System Requirements:

  • Windows Vista or 7
  • Core 2 Duo 2.4 GHz
  • 2 GB RAM
  • 512 MB DirectX 10 Video Card
  • GeForce 8800GT or ATI 3870
  • DirectX sound card
  • 20 GB Hard Drive Space
  • Keyboard and Mouse

    Recommended System:

  • Windows 7 64-bit
  • Quad-core Intel or AMD CPU
  • 4 GB RAM
  • 1 GB DirectX 11 Video Card
  • GTX 560 or ATI Radeon 6950
  • Joystick or Gamepad (Vehicles)
  • Broadband Internet Multiplayer

  • Battlefield 3 comes across almost as three separate games, and only one of them is going to keep your attention for long. Even though the campaign is linear and follows too closely in the footsteps of other modern shooters, and even though the cooperative play is very short, Battlefield 3's multiplayer is the best you can find on the market. So good, in fact, that I'm about to take a break from writing this review to sneak a match in.

    Whoo, that's good stuff.

    The core of Battlefield 3's multiplayer is its four classes, slightly reworked from Bad Company 2. The assault carries medkits and defibrillators, the engineer specializes in repairing and destroying vehicles, the support brings a heavy machine gun and ammo boxes, while the recon sports a sniper rifle and the ability to set down beacons for new spawn points. While each of the classes is fun to play and differentiated from each other, it would have been nice to see a list on respawn of how many of each were currently on your team.

    Each class also comes with a series of upgrades, whether it's the engineer's explosive-clearing drones, or the support's claymores. Playing each class unlocks new gadgets for them, using each class's primary weapons will add new attachments and parts to tinker with gun specifics, and playing at all will level you up as a player, leading to an array of features usable as any of your classes. The only part of this system that's counter-intuitive is that the American and Russian sides use different weapons, making it so that your weapon upgrades as one faction don't carry over to the other.

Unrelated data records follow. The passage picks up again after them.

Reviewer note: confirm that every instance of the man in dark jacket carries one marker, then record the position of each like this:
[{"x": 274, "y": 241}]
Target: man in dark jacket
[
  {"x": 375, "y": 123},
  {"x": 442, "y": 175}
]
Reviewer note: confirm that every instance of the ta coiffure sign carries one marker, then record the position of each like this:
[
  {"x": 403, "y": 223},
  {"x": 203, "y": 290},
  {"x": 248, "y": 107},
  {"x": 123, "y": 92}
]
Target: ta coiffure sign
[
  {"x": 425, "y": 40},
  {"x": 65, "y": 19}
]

    The game is split between Team Deathmatch, back for the first time since Battlefield 1942, Conquest, which mirrors pretty much every territory control mode ever, and Rush, where the attacking team is trying to push through a number of ever-more-defensible positions while the defenders try to hold them back. While all the modes are good, Rush has some of the most iconic and memorable set pieces in multiplayer, including a section where the attackers need to launch an attack from an air base set on the side of a mountain to an installation below. And, of course, this being Battlefield, leaping off of the side of the mountain and parachuting into the middle of the enemy base is an option.

    Of course, vehicles are still an integral part of Battlefield. With tanks and military automobiles to attack and assault helicopters, amphibious troop transports, and landing rafts, each varying between the American and Russian factions. Gone are the days of chasing after a jeep as someone speeds off alone, since you can now spawn in any vehicle currently being driven. You still need to worry about someone flying you into the ground or driving into an ambush, but at least you'll be a passenger instead of an observer when it happens.

    If there's any fault in the multiplayer, it's that there's no boot camp or tutorial to get you used to how things work. Whether it's learning how to fly a plane, let alone be battle-effective in it, or figuring out that the anti-air rocket launchers won't fire at ground target seconds before you bounce off the hood of an enemy HMMV, there's hardly any lead-in for the game. While the single-player does handle this with short side-levels where you pilot vehicles, it doesn't go far enough, and it would have been more worthwhile to have those pulled out of the campaign and treated as proper tutorials.

    The cooperative game mode is solid, if short, but the proper campaign is so derivative, and so far from the rest of the game, that it seems almost like it was accidentally included from another game. A Frankenstein's Monster of a story, featuring militant Russians, a nuclear threat from the middle east, and a story framed by a soldier being interrogated, it feels like they just decided to put a few Call of Duty games in a narrative blender and call it a day. The writing and acting is good enough, but the lack of originality, combined with the extreme linearity, and some bizarre gameplay decisions (I'm no enemy of quicktime events, but having to button mash to take out a guy in melee doesn't belong in the same game as a multiplayer mode where you can pull the kinds of stunts Battlefield's popularity is built on) left me cold.

    Battlefield 3 deserves to carry on the name of its franchise, and it wouldn't suprise me to see it still being played in years to come as Activision keeps churning out its annual Calls of Duty. It's great to see games being designed for the PC in this day and age, and the pace, atmosphere, and level design is neigh-perfect. When a multiplayer game's only downfalls are slight inaccessibility and a mediocre single player campaign, there's something terrific happening.